Como veem, o caminho é tudo menos claro. Para além que não convém embandeirar em arco e esquecer, por artes mágicas, o tom lamentável desta campanha, um tom que facilmente se poderia repetir em exercícios semelhantes. Quantos partidos estarão dispostos a passar por este tipo de experiência?
2. Terão votado ontem 170 a 180 mil militantes e simpatizantes do PS. Esse número provocou enorme entusiasmo. É prudente colocar alguma água na fervura. Se compararmos estas eleições primárias com as que tiveram lugar em França e Itália na mesma área política, a participação em Portugal foi uma desilusão.
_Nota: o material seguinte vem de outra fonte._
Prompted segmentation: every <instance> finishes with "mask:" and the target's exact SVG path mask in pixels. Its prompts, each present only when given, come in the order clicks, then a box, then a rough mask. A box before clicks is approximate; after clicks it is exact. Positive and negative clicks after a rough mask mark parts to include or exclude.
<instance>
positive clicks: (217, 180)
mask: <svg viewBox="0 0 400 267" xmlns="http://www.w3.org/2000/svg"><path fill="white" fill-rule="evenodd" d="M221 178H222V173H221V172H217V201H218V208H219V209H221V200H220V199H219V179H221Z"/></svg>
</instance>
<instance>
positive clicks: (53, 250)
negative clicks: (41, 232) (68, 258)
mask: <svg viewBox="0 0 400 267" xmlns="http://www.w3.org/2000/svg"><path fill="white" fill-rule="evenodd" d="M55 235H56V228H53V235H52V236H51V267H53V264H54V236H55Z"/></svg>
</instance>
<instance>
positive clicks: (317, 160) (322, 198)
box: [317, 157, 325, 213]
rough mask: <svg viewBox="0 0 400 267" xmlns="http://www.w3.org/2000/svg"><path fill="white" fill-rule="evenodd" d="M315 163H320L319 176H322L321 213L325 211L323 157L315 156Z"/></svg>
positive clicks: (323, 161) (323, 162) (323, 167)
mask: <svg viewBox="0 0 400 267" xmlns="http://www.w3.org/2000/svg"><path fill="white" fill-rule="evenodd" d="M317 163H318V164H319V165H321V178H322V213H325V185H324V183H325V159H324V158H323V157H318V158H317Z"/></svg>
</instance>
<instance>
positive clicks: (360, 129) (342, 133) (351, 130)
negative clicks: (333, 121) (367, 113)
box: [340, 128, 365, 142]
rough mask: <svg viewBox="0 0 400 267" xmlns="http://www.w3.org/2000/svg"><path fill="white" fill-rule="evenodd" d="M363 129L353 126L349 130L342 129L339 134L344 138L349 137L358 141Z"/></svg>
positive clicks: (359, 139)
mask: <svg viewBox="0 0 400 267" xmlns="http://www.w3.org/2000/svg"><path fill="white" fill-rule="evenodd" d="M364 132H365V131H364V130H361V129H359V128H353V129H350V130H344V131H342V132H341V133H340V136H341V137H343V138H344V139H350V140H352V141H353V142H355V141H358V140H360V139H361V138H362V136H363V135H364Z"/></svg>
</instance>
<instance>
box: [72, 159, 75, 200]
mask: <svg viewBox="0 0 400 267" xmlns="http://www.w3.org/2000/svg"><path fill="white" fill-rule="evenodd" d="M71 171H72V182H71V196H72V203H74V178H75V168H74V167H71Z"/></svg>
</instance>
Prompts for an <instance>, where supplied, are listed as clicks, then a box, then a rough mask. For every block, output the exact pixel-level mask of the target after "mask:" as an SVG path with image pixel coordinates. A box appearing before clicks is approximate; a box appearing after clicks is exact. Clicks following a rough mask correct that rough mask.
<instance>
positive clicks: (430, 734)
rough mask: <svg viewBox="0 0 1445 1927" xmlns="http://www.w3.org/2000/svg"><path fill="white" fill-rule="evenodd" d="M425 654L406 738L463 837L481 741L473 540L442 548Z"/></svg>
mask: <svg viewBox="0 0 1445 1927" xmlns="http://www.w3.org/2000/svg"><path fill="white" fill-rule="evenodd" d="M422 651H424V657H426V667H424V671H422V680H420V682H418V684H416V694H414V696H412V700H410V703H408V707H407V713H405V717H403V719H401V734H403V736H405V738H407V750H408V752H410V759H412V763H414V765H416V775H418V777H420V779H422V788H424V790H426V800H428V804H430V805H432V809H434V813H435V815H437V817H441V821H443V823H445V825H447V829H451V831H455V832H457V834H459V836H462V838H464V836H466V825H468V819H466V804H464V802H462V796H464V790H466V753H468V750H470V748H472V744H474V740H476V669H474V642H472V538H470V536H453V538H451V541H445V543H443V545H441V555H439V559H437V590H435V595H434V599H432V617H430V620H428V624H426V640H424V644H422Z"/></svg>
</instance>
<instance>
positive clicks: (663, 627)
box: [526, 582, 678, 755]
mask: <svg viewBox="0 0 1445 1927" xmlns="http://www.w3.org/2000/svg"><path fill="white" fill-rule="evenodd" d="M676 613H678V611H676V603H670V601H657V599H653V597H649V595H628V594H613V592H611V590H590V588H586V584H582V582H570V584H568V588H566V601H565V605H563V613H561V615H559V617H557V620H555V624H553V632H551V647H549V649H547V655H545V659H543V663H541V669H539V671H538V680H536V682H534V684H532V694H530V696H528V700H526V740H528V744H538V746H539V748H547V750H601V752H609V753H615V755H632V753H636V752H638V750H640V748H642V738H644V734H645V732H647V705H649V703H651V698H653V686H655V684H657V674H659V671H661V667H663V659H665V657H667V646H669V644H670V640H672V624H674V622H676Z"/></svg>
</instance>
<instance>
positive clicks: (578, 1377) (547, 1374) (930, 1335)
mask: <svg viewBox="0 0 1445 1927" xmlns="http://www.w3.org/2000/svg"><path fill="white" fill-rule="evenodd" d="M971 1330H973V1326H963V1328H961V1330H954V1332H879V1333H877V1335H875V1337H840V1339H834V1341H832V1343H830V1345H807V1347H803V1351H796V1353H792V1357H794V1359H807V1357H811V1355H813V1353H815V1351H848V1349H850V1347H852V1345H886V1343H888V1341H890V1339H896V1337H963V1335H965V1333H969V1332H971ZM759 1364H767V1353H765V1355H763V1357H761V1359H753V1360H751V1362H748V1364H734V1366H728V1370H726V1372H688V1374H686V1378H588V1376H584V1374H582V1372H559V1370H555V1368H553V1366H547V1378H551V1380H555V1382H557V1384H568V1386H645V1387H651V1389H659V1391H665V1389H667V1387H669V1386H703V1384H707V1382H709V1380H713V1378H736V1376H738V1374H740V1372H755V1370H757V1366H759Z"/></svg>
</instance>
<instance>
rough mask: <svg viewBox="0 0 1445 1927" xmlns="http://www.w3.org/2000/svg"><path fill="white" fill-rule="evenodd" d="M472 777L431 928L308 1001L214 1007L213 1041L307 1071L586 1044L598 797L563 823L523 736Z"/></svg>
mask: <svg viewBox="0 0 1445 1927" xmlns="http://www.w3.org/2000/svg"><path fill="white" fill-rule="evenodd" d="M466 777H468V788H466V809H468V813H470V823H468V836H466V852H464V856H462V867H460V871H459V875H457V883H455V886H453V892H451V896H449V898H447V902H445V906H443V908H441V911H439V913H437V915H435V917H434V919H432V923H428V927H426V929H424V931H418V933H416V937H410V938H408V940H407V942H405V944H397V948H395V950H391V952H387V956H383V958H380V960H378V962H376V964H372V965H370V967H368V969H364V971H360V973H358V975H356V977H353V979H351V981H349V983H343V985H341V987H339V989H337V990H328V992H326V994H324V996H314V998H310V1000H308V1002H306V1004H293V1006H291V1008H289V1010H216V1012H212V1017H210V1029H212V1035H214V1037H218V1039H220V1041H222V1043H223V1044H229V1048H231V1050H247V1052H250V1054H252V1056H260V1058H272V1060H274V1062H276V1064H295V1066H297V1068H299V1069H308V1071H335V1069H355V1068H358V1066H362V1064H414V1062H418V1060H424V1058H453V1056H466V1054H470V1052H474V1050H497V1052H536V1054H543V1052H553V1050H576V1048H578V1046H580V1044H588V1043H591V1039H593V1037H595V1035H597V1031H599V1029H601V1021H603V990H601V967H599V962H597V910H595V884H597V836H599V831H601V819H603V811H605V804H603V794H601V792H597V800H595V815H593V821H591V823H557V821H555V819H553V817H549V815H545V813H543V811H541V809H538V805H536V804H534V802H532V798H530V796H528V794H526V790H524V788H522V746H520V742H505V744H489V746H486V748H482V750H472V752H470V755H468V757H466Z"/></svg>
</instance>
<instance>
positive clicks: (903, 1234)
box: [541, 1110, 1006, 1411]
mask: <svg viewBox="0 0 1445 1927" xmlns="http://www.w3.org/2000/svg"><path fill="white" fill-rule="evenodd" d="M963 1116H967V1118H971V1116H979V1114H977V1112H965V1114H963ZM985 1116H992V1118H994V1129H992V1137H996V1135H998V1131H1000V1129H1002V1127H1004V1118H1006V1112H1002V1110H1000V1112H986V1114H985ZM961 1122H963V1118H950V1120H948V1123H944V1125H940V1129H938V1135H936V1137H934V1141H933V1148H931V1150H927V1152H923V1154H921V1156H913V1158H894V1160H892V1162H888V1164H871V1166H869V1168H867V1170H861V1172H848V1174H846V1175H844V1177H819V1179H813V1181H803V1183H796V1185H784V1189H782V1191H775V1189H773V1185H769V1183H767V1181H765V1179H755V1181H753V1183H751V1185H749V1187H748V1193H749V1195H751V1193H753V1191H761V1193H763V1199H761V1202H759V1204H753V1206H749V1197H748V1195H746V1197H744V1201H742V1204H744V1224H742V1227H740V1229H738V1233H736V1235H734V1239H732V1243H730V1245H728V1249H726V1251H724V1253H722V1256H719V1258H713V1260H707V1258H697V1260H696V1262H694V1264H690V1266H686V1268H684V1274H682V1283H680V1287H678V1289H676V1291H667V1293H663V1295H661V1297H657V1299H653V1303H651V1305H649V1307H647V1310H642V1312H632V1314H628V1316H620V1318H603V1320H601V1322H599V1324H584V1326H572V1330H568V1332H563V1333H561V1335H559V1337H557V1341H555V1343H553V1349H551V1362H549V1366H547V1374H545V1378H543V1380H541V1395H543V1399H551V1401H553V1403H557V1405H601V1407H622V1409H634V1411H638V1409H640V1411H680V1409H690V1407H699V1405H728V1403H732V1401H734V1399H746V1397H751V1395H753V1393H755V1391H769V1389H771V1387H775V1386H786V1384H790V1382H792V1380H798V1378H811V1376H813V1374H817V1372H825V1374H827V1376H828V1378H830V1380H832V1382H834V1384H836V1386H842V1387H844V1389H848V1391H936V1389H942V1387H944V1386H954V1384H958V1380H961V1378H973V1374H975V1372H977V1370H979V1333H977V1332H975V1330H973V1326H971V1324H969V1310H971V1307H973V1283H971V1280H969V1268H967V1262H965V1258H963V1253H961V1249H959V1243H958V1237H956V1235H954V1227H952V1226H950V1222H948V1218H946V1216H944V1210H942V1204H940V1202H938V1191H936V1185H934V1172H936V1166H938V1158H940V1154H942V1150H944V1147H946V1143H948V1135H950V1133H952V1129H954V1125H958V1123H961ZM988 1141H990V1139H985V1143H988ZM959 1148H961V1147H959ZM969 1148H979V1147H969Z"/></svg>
Para, proporcionalmente, a participação ser semelhante deveriam ter votado cerca de 600 mil portugueses – votaram bem menos de 200 mil.
Esta questão não é menor. Porque é que os socialistas portugueses, principal partido da oposição no tempo de um Governo que foi obrigado a aplicar medidas duríssimas, não conseguiram mobilizar tanto a cidadania como os seus correligionários franceses ou italianos? Será a nossa crise de participação política ainda maior do que nesses dois países – dois países onde há movimentos anti-sistema muito fortes, a Frente Nacional em França e o movimento Beppe Grillo em Itália?
E, já agora, mais uma pergunta incómoda: porque é que cerca de 30% dos que podiam votar não o fizeram, sendo que muitos se tinham inscrito apenas algumas semanas antes? Há quem tenha dito que foi uma abstenção baixa – a mim pareceu-me algo elevada se pensarmos no carácter voluntário e muito próximo do acto de inscrição como simpatizante do PS.
3. Toda a gente jurou nesta curta noite eleitoral que o PS se vai voltar a unir rapidamente. De novo, tenho dúvidas. E as minhas dúvidas foram reforçadas pelo discurso de vitória de António Costa. Se era necessária uma prova de que a campanha deixou feridas duradouras, tivemo-las nesse discurso, pois o vencedor da noite não foi capaz de citar o nome do seu adversário e tratou de contornar o incómodo dizendo que quem tinha vencido era todo o PS, que não havia derrotados. Não foi elegante nem teve grandeza.
Numa das suas últimas entrevistas antes das primárias, ao DN, este sábado, Costa antecipou que só um pequeno número de irredutíveis de Seguro manterão a acrimónia. Um Seguro que ele trata nessa mesma entrevista com desprezo e altivez, ao afirmar que não lhe devia ter dado oportunidade de se afirmar. Mais uma vez julgo que aquilo que estas palavras revelam não se resolve apenas porque um lado conseguiu mais de dois terços dos votos.
Para que o PS se unisse rapidamente teria sido necessário que António Costa tivesse ontem mostrado, no seu discurso, uma grandeza para com os vencidos que não foi capaz de mostrar. Essa é que é essa.
Numa noite de tantas certezas, deixo aqui estas dúvidas. A contracorrente.